The general prosecutor issued the release order for Shamy and 12 others who are facing the same charges. Their release was ordered due to health concerns, according to the prosecutor’s statement.
The charges facing the defendants still stand, however, and investigations will be ongoing, according to the prosecutor.
Shamy, who works for the Qatar-based Al Jazeera network, was arrested on August 14 during the dispersal of the Rabea al-Adaweya sit-in organized to support ousted President Mohamed Morsi. The journalist’s detention was repeatedly renewed, though his case has never been referred to trial.
Shamy’s case gained wide attention after he declared a hunger strike on January 21 to protest his detention, and his health rapidly deteriorated in recent weeks. Al Jazeera launched a global campaign for Shamy’s release, as well as the release of a team of Al Jazeera English journalists facing terrorism charges in the so-called Marriott Cell case.
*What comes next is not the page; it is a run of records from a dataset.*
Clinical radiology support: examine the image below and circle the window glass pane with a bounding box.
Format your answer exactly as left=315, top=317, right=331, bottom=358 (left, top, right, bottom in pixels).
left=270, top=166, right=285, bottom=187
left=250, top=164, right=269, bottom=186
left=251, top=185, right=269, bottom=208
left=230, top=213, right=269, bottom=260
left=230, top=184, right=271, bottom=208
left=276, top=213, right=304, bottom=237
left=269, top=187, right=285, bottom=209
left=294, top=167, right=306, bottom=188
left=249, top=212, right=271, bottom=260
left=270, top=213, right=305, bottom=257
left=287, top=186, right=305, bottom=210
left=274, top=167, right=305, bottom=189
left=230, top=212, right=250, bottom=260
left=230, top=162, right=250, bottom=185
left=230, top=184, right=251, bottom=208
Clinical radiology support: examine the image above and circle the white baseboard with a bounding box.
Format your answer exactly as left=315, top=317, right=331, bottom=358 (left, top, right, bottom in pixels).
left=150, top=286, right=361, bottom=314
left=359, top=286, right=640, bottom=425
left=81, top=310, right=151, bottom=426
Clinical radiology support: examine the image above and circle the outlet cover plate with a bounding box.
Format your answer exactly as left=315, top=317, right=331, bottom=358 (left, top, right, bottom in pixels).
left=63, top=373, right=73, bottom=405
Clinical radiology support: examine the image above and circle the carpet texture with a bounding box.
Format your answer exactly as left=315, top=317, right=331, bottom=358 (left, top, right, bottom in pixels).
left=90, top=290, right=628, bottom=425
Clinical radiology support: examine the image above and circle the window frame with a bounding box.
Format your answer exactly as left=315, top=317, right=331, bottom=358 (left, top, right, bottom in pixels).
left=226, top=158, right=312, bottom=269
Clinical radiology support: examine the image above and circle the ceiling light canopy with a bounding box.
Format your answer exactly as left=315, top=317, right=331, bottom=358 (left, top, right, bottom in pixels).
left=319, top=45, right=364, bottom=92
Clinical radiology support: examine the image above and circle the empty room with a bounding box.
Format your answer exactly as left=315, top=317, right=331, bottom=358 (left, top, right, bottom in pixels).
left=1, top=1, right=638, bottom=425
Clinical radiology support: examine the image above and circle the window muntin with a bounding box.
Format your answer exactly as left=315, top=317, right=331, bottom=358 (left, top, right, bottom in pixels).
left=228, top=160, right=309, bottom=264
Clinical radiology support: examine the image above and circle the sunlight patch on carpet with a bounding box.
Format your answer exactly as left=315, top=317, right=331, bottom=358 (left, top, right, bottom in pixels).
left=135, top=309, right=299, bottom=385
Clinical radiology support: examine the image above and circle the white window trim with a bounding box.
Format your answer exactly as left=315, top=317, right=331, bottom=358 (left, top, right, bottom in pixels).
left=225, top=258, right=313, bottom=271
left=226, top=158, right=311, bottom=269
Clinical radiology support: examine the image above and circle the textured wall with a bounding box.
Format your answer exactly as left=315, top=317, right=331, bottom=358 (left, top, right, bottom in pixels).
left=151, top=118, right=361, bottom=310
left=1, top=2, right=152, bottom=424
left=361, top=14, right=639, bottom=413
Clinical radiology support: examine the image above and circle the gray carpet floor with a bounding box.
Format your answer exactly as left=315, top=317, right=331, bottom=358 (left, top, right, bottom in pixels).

A verdict is expected in that case on June 23.
Following the prosecutor’s order, Al Jazeera took to its Twitter account to exhort the Egyptian authorities to release of the rest of its journalists.
Mohamed Soltan, a detainee who has also been hunger striking since January and now faces grave health risks, was not among the released, according to initial reports that cited judicial sources.
Soltan, son of Muslim Brotherhood leader Salah Soltan, is one of 51 defendants facing charges in the so-called “Rabea operations room” case, in which the Muslim Brotherhood’s Supreme Guide Mohamed Badie is also implicated.